Caggy, who is a former technologist for Amazon Web Services and ex-advisor for the Pentagon’s Strategic Capabilities Office, spoke at his Senate confirmation hearing on Tuesday. He said his main goal would be to build industry relationships beyond tech and provide them “a threat-informed picture of what we are currently dealing with out in the operating environment and what we may be dealing with in the next few years.”
Caggy will be the first to serve in this role. In 2023, the Pentagon divvied up its chief technology officer responsibilities to three assistant defense secretaries: one for science and technology, to lead policy and oversight of research and development; one for critical technologies, such as microelectronics; and one for mission capabilities, which is designed to get new tech out of a lab and onto the battlefield
“We often hinder ourselves with our own bureaucracy, with overly burdensome rules and regulations” that block rapid prototyping and experimentation, Caggy testified.
In responses to policy questions, Caggy elaborated on his priorities for the new office, including working with newer defense tech startups and increasing the “number of joint prototyping and experimentation exercises over the next year, so we identify and fix problems early and get capabilities into warfighters’ hands faster,” he wrote.
“The metric I care about is speed with credibility: how quickly we can prove that a technology works and field it at scale. If confirmed, I’ll work to implement policy how we measure and how we can shorten both timelines, without compromising safety or effectiveness.”
Senators also heard testimony from Joseph Jewell, who is nominated to be assistant defense secretary for science and technology. Jewell is an aeronautics professor at Purdue University, specializing in hypersonics.
When asked about new tech threats, Jewell cited drones that can tunnel underground.

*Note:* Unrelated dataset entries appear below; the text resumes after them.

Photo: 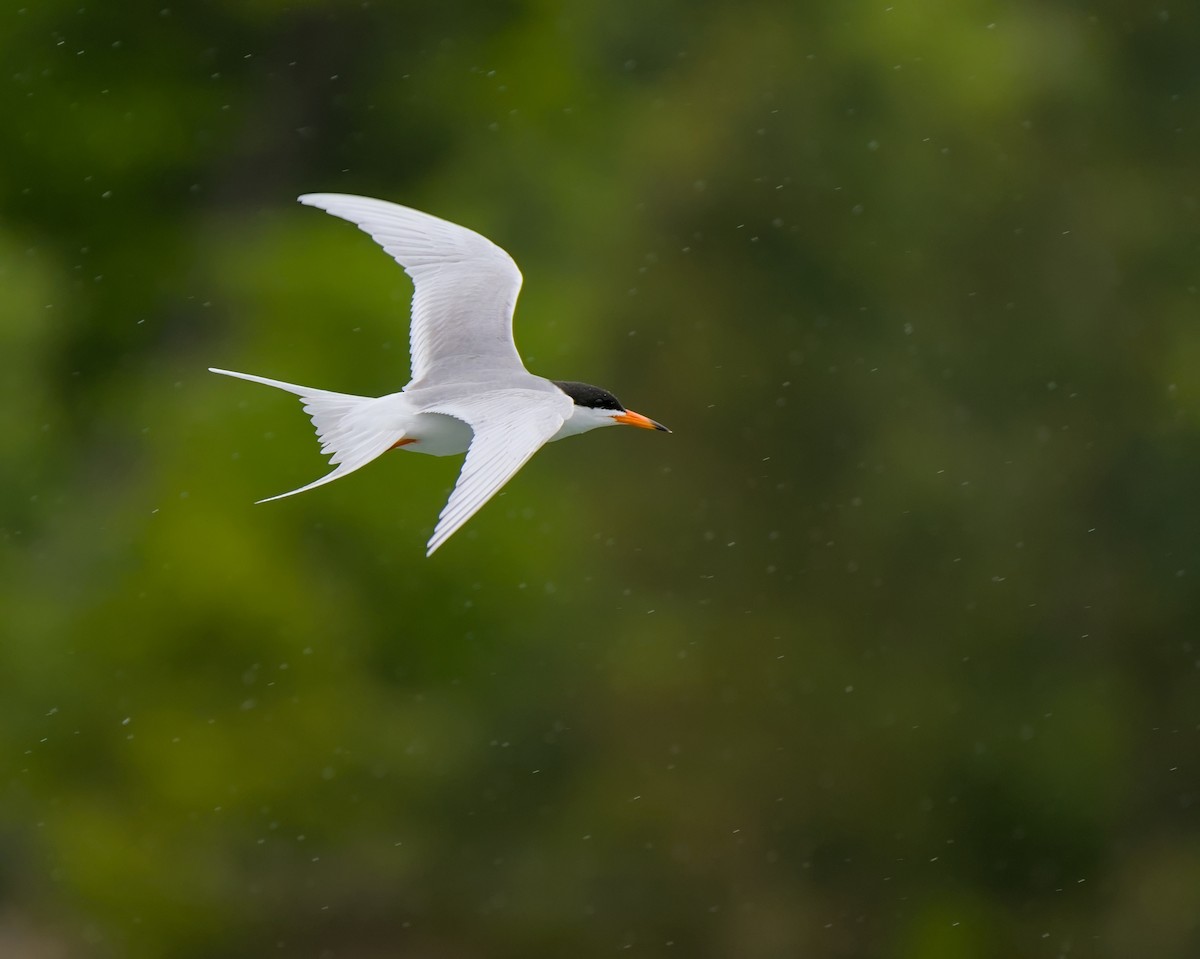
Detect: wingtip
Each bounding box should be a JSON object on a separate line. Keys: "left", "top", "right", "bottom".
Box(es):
{"left": 298, "top": 192, "right": 352, "bottom": 209}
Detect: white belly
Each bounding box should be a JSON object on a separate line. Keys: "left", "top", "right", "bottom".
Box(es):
{"left": 402, "top": 411, "right": 473, "bottom": 456}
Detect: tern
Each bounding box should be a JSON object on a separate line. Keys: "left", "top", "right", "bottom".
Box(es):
{"left": 211, "top": 193, "right": 669, "bottom": 555}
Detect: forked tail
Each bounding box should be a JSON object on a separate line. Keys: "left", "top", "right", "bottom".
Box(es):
{"left": 209, "top": 368, "right": 403, "bottom": 501}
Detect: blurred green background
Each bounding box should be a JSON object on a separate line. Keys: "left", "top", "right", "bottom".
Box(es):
{"left": 3, "top": 1, "right": 1199, "bottom": 957}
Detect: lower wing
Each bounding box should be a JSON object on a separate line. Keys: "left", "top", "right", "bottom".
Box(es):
{"left": 423, "top": 389, "right": 571, "bottom": 555}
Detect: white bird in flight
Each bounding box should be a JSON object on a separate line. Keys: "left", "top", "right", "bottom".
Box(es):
{"left": 211, "top": 193, "right": 669, "bottom": 555}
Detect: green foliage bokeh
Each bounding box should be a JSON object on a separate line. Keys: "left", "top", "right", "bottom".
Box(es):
{"left": 2, "top": 1, "right": 1199, "bottom": 957}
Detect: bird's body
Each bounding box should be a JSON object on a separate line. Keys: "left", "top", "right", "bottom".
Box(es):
{"left": 211, "top": 193, "right": 667, "bottom": 555}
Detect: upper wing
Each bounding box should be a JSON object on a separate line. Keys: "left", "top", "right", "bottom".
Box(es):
{"left": 298, "top": 193, "right": 526, "bottom": 383}
{"left": 423, "top": 389, "right": 572, "bottom": 556}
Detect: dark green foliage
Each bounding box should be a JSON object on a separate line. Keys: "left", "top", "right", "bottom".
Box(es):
{"left": 3, "top": 2, "right": 1199, "bottom": 956}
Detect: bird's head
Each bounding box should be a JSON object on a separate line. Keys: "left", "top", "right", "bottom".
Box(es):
{"left": 552, "top": 381, "right": 670, "bottom": 437}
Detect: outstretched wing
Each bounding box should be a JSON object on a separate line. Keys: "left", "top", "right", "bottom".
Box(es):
{"left": 424, "top": 389, "right": 572, "bottom": 556}
{"left": 298, "top": 193, "right": 526, "bottom": 384}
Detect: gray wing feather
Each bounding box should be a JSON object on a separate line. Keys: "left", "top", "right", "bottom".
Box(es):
{"left": 298, "top": 193, "right": 526, "bottom": 383}
{"left": 423, "top": 390, "right": 571, "bottom": 555}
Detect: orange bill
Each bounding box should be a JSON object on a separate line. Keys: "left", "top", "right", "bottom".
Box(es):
{"left": 615, "top": 409, "right": 671, "bottom": 432}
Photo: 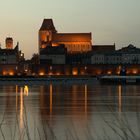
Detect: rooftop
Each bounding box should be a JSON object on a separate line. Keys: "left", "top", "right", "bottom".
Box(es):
{"left": 39, "top": 19, "right": 57, "bottom": 32}
{"left": 52, "top": 33, "right": 92, "bottom": 42}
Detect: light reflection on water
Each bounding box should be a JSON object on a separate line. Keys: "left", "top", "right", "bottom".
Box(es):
{"left": 84, "top": 84, "right": 87, "bottom": 119}
{"left": 118, "top": 85, "right": 122, "bottom": 113}
{"left": 50, "top": 82, "right": 53, "bottom": 120}
{"left": 20, "top": 87, "right": 24, "bottom": 131}
{"left": 0, "top": 82, "right": 140, "bottom": 139}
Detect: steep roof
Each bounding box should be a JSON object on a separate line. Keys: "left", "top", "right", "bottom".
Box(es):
{"left": 52, "top": 33, "right": 92, "bottom": 42}
{"left": 39, "top": 19, "right": 57, "bottom": 32}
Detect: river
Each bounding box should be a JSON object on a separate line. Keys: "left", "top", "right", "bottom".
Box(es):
{"left": 0, "top": 80, "right": 140, "bottom": 140}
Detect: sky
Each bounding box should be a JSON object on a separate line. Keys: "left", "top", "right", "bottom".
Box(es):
{"left": 0, "top": 0, "right": 140, "bottom": 59}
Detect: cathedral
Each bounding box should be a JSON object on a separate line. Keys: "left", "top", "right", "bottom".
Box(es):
{"left": 39, "top": 19, "right": 92, "bottom": 53}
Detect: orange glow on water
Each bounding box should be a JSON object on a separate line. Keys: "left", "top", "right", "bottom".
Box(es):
{"left": 118, "top": 85, "right": 122, "bottom": 113}
{"left": 84, "top": 84, "right": 87, "bottom": 118}
{"left": 49, "top": 83, "right": 53, "bottom": 120}
{"left": 16, "top": 85, "right": 18, "bottom": 112}
{"left": 20, "top": 87, "right": 24, "bottom": 131}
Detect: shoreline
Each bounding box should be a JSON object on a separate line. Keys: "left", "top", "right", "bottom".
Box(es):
{"left": 0, "top": 76, "right": 98, "bottom": 85}
{"left": 0, "top": 75, "right": 96, "bottom": 80}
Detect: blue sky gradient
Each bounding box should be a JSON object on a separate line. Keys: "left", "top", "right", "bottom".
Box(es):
{"left": 0, "top": 0, "right": 140, "bottom": 58}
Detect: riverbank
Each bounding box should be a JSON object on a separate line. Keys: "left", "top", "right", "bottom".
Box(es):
{"left": 0, "top": 75, "right": 96, "bottom": 80}
{"left": 0, "top": 75, "right": 97, "bottom": 85}
{"left": 99, "top": 75, "right": 140, "bottom": 84}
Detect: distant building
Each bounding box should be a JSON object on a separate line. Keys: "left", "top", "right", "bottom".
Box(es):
{"left": 91, "top": 53, "right": 105, "bottom": 64}
{"left": 66, "top": 52, "right": 91, "bottom": 65}
{"left": 91, "top": 44, "right": 140, "bottom": 65}
{"left": 39, "top": 19, "right": 92, "bottom": 54}
{"left": 91, "top": 44, "right": 116, "bottom": 64}
{"left": 104, "top": 52, "right": 122, "bottom": 64}
{"left": 0, "top": 44, "right": 21, "bottom": 64}
{"left": 118, "top": 44, "right": 140, "bottom": 64}
{"left": 0, "top": 39, "right": 24, "bottom": 75}
{"left": 5, "top": 37, "right": 13, "bottom": 49}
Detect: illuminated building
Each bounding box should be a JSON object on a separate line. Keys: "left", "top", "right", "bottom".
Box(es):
{"left": 0, "top": 38, "right": 25, "bottom": 75}
{"left": 39, "top": 19, "right": 92, "bottom": 53}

“It’s something that can be wielded against the United States both by peer and near-peer adversaries and potentially by insurgencies and other smaller, even individual threats,” he said, noting that small businesses would be best suited to come up with solutions. “Some of the most interesting ideas on these, kind of, new threats or newly recognized threats come from small businesses. And so, the SBIR and STTS programs, I think, can be critical in terms of getting more new ideas in the pipeline to address those kinds of threats.”